152 b. Italian A is translated in the Countess Evelyn Martinengo-Cesaresco's Essays in the Study of Folk-Songs, p. 219.
156 b, at the end of the second paragraph. The Čelakovský and the Sakharof ballad are the same. Add: Trudy, V, 432, No 822; p. 915, No 481.
13. Edward.
P. 168 b. B is translated also in Seckendorf's Musenalmanach für das Jahr 1808, p. 7, and by Du Méril, Histoire de la Poésie scandinave, p. 467.
14. Babylon, or, The Bonnie Banks o Fordie.

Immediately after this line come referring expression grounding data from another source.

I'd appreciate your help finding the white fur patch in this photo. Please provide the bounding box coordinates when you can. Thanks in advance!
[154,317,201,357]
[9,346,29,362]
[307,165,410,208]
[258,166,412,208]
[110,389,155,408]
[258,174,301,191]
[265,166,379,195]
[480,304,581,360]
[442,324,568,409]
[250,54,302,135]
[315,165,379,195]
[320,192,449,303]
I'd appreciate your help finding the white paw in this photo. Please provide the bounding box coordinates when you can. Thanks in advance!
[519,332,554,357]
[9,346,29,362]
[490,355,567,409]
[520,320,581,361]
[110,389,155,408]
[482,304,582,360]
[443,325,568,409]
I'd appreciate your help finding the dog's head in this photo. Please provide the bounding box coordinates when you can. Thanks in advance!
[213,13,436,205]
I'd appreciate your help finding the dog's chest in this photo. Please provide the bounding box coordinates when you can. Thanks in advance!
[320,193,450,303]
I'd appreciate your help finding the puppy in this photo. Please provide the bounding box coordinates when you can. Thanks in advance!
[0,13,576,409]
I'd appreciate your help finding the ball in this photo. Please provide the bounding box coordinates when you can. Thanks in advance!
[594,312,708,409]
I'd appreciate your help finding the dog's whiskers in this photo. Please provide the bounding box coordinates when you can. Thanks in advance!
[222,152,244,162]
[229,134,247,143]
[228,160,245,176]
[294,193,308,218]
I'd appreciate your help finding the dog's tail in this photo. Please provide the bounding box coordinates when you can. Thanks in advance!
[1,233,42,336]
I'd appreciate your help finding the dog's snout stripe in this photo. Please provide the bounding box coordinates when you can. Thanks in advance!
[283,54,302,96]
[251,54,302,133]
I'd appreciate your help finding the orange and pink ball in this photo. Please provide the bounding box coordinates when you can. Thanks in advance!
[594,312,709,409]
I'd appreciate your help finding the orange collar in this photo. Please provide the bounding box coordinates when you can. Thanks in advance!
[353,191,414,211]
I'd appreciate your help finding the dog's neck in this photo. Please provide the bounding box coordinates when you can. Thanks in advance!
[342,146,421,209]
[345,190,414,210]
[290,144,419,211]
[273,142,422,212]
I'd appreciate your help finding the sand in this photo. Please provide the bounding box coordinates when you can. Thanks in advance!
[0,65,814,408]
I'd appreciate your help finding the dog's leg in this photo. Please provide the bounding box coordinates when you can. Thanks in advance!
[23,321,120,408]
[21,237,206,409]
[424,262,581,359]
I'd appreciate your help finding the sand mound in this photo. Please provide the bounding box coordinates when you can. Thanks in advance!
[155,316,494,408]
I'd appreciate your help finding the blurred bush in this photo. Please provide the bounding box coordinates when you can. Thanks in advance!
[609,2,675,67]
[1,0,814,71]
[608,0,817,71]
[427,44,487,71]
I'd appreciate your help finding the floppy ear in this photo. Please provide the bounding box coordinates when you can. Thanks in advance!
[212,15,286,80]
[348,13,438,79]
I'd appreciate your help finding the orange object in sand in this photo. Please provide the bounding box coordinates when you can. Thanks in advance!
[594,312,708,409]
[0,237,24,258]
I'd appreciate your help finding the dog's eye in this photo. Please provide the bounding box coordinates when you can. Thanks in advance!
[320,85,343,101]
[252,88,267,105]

P. 172 b. Färöe. Four versions are known; Lyngbye's is repeated in Hammershaimb's Færøsk Anthologi, No 13, p. 45, 'Torkils døtur.'
173. 'La Fille d'un Cabaretier,' Guillon, Chansons pop. de l'Ain, p. 165, has some of the circumstances of No 14. A girl is stopped by three "libertins" in a wood. She gives them her ring and her chain, to ransom her person. They say they will have that too, and kill her when she resists. They then go for breakfast to her father's tavern, and while they are paying their scot the ring falls and is recognized by her mother. The youngest confesses, and they are taken to the forest and burned.

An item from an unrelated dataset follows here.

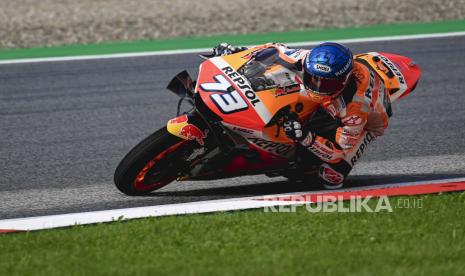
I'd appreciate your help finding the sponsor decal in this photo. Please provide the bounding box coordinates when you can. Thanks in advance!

In a Russian ballad the only sister of nine [seven] brothers is given in marriage to a rich merchant, who lives at a distance from her home. After three years the married pair undertake a journey to her native place. On their way they are attacked by nine robbers, who kill her husband, throw her child into the sea, and act their pleasure with her. One of the nine, entering into talk with the woman, discovers that she is his sister. Sakharof, translated in Ralston's Songs of the Russian People, p. 49 f; Ruibnikof, Part III, p. 340, No 62, Part IV, p. 99, No 19; Hilferding, col. 149, No 28, col. 844, No 167, col. 1154, No 248, col. 1265, No 294; Trudy, V, 910, No 479, A-H.
15. Leesome Brand.
P. 181 b, line 12. Montanus is Vincenz von Zuccalmaglio; the ballad-editor is Wilhelm.